Sal and Cindy Rubino are two hard-working business owners who, through the course of their trials and tribulations, manage to hold on to the dream of a creating their own business from scratch while also enduring the inevitable personal strains that such a dream exacts. The two met and fell in love while working toward Hospitality Management business degrees in Miami, but the real story starts when they try and apply the lessons of their training in the difficult day-to-day drudgery of actually running their own restaurant—simply named “The Café”—in an offbeat, run-down section of Louisville, Cindy’s hometown. It is here that their skills and wills are tested to the limits and each will have to adjust their visions to fit the realities not explored in textbooks. And it is here that their hearts will be broken, and then opened to the truths that adaptability and innovation can be applied not only to recipes and business models, but to the very people you employ and the methods you use to build a team for success.
Along the way, we meet all manner of broken individuals. The restaurant business is notorious for laying waste to lives due to its thankless dawn-to-dusk hours and the constant requirement to please the customer at all costs. Wesslund has an expert’s eye for the telling detail and the wrenching story line. [I found myself tearing up at any number of stories throughout this engaging, nonfiction tale.] His twenty years as editor-in-chief of Kentucky Living, the largest circulation monthly magazine within the state, shows in the well-drawn portraits of individuals from as far away as Bhutan and as near as Pricilla’s Place, a half-way house just a few blocks from the Café, where Cindy and Sal would find some of their best employees. Perhaps Wesslund’s (not to mention the Rubinos’) refusal to judge people by the standards of upwardly mobile middle-class values but instead, with extraordinary discernment, to look deeper into their souls to spot their special sparks and unique talents is the hallmark of this extraordinary book.

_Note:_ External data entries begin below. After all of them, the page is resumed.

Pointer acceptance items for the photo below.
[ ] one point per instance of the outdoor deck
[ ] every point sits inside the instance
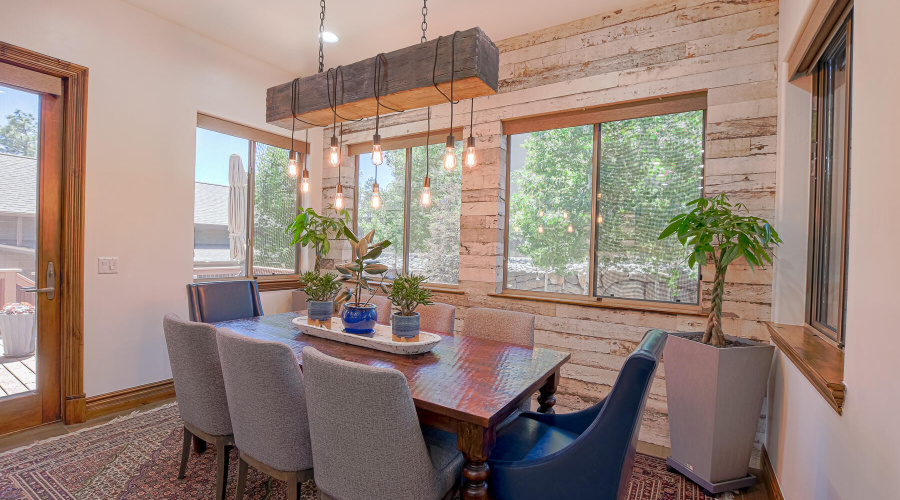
(17, 376)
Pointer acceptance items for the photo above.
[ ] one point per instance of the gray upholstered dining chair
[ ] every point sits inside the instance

It is rare outside of evangelical circles to find a book that so openly espouses Christian principles, but Sal and Cindy make no bones about the fact that their faith community helped to save their marriage as well as their business, and Wesslund recounts the strength of those relationships and the power of religious inspiration with rare delicacy. Yet the book is not all seriousness and drama. We get, of all things, recipes (!) at the start of nearly every chapter—a creative way of introducing a new topic or the next development of this constantly churning story. And we are introduced to Cindy’s creative cooking style, to Sal’s winning smile and to their gracious, open approach to hospitality.
Small Business BIG HEART runs the gamut of the small business life cycle. It is a soup-to-nuts (literally) primer on the ups and downs of small business management. As such, it is tough medicine for anyone daring to think of creating their own start-up. Given that, however, it provides a deeply affecting microcosm of how we as a society—as a culture—might live if we, indeed, saw everyone we encountered as a member of our own family. It does not skimp on the tough decisions that must be made to keep a business afloat—the “tension between compassion and the bottom line”—but it provides a template on how to “run a business with heart”—where everyone can be a winner.
Wishing you a New Year full of new books, new ideas, new opportunities, new promise.